- Born: Argentina
- Education: National University of Buenos Aires
- Scientific career
- Workplaces: EngenderHealth Harvard T.H. Chan School of Public Health

= Ana Langer =

Argentine-born physician, public health researcher

Ana Langer is an Argentine-born physician and public health researcher who is a professor at the Harvard T.H. Chan School of Public Health. Her work focuses on women's health, reproductive health, maternal health and health systems. She led the Harvard T.H. Chan School of Public Health Women and Health Initiative, which examines the need and role of women in health systems. She was the lead author of the 2015 Lancet Commission on Women and Health, which examined the health needs of women and their contributions as providers of health care.

== Early life and education ==
Langer was born in Argentina. Her parents were Austrian physicians who left Austria before World War II. Their commitment to working with disadvantaged communities motivated Langer to study medicine. She studied medicine in Buenos Aires during the political violence and repression of the Dirty War. As a medical student, she worked to provide health services in low-income communities. After qualifying as a physician, Langer began a paediatric residency, and eventually left Argentina for Mexico. She continued her training in paediatrics and subsequently specialised in neonatology at the National Institute of Perinatology.
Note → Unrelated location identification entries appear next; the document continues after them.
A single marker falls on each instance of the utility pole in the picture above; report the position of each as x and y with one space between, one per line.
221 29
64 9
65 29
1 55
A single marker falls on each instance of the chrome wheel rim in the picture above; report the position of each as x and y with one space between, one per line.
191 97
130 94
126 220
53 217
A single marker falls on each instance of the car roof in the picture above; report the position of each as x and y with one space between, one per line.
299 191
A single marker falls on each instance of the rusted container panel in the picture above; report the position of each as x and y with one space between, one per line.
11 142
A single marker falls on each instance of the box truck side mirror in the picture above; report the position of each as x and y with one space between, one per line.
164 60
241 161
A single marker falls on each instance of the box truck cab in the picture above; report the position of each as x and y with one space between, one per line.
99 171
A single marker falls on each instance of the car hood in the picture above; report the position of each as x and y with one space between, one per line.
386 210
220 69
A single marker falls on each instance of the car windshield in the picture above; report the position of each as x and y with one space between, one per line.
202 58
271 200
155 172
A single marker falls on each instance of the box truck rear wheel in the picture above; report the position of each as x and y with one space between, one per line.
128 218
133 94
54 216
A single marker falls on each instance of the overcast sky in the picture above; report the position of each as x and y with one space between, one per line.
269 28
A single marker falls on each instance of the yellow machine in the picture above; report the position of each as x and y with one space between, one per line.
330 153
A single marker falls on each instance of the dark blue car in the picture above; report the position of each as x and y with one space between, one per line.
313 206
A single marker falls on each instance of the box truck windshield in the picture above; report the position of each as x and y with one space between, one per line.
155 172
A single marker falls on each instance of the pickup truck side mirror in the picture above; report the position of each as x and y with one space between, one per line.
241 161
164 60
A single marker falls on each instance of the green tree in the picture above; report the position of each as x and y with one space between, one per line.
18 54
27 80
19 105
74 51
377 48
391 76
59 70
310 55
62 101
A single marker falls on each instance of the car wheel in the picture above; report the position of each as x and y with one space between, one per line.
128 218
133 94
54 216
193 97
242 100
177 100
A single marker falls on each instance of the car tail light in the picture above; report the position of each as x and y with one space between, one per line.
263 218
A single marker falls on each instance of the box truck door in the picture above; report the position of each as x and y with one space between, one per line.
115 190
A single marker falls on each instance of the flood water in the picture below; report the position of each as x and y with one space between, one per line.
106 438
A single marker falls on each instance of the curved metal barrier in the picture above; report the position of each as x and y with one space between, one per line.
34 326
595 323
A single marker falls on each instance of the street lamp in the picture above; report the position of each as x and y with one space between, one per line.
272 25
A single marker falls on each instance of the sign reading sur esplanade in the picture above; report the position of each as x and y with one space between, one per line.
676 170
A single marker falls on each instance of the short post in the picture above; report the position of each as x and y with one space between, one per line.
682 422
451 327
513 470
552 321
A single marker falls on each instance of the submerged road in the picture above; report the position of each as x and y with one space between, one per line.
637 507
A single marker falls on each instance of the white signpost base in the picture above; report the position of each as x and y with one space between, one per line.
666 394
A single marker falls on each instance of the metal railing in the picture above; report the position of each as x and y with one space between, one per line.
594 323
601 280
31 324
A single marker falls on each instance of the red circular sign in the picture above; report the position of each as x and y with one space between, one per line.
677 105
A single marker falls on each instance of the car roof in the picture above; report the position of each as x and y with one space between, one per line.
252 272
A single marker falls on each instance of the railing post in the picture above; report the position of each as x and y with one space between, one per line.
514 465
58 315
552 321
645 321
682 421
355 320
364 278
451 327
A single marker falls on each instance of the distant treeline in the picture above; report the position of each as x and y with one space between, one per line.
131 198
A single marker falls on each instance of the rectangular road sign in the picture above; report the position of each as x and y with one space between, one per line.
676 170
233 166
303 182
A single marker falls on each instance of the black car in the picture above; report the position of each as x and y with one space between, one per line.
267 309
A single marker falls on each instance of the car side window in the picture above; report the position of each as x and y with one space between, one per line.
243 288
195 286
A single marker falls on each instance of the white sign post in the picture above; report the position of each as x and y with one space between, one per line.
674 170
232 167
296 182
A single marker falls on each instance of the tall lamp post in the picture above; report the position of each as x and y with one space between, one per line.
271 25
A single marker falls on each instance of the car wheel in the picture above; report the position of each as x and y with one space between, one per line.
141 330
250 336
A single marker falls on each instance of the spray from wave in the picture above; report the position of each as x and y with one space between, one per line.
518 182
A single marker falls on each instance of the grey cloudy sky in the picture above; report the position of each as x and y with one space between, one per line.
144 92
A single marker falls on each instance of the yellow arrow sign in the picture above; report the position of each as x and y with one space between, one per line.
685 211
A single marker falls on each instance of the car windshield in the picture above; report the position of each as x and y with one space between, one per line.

Her experience in neonatology led to a growing interest in the relationship between maternal and newborn health, women's reproductive health and public health.

== Career ==
Langer moved from clinical medicine into public health after joining a group of advisers working with the Mexican Ministry of Health. She served as Chair of the Department of Research in Women and Children's Health at the Mexican National Institute of Public Health, where she studied reproductive health and worked with the World Health Organization to create a master's programme in Reproductive Health. In 1994, she became Regional Director for Latin America and the Caribbean at the Population Council, where she investigated the impact of emergency contraception on Mexico's public health system.

In 2005, Langer was made President and CEO of EngenderHealth. In 2010, Langer joined the Harvard T.H. Chan School of Public Health, where she led the Women and Health Initiative and the Maternal Health Task Force. The Maternal Health Task Force supports research and knowledge sharing within the global maternal health community, including Ethiopia, India and Tanzania.

Langer studies maternal health, reproductive health, gender and the organisation of health systems. A recurring theme of her work is the dual role of women as both major users of health services and major providers of health and care. She was the lead author of the Lancet Commission on Women and Health, which argued for a broader understanding of women's relationship with health systems. The commission considered women's health throughout the life course as well as women's contributions to healthcare, including paid and unpaid work.

Langer focused on maternal and reproductive health during COVID-19, including through the multinational InterCovid study. The project examines how COVID-19 affects pregnancy, maternal health, and foetal and neonatal outcomes to provide robust evidence for families, clinicians and policymakers.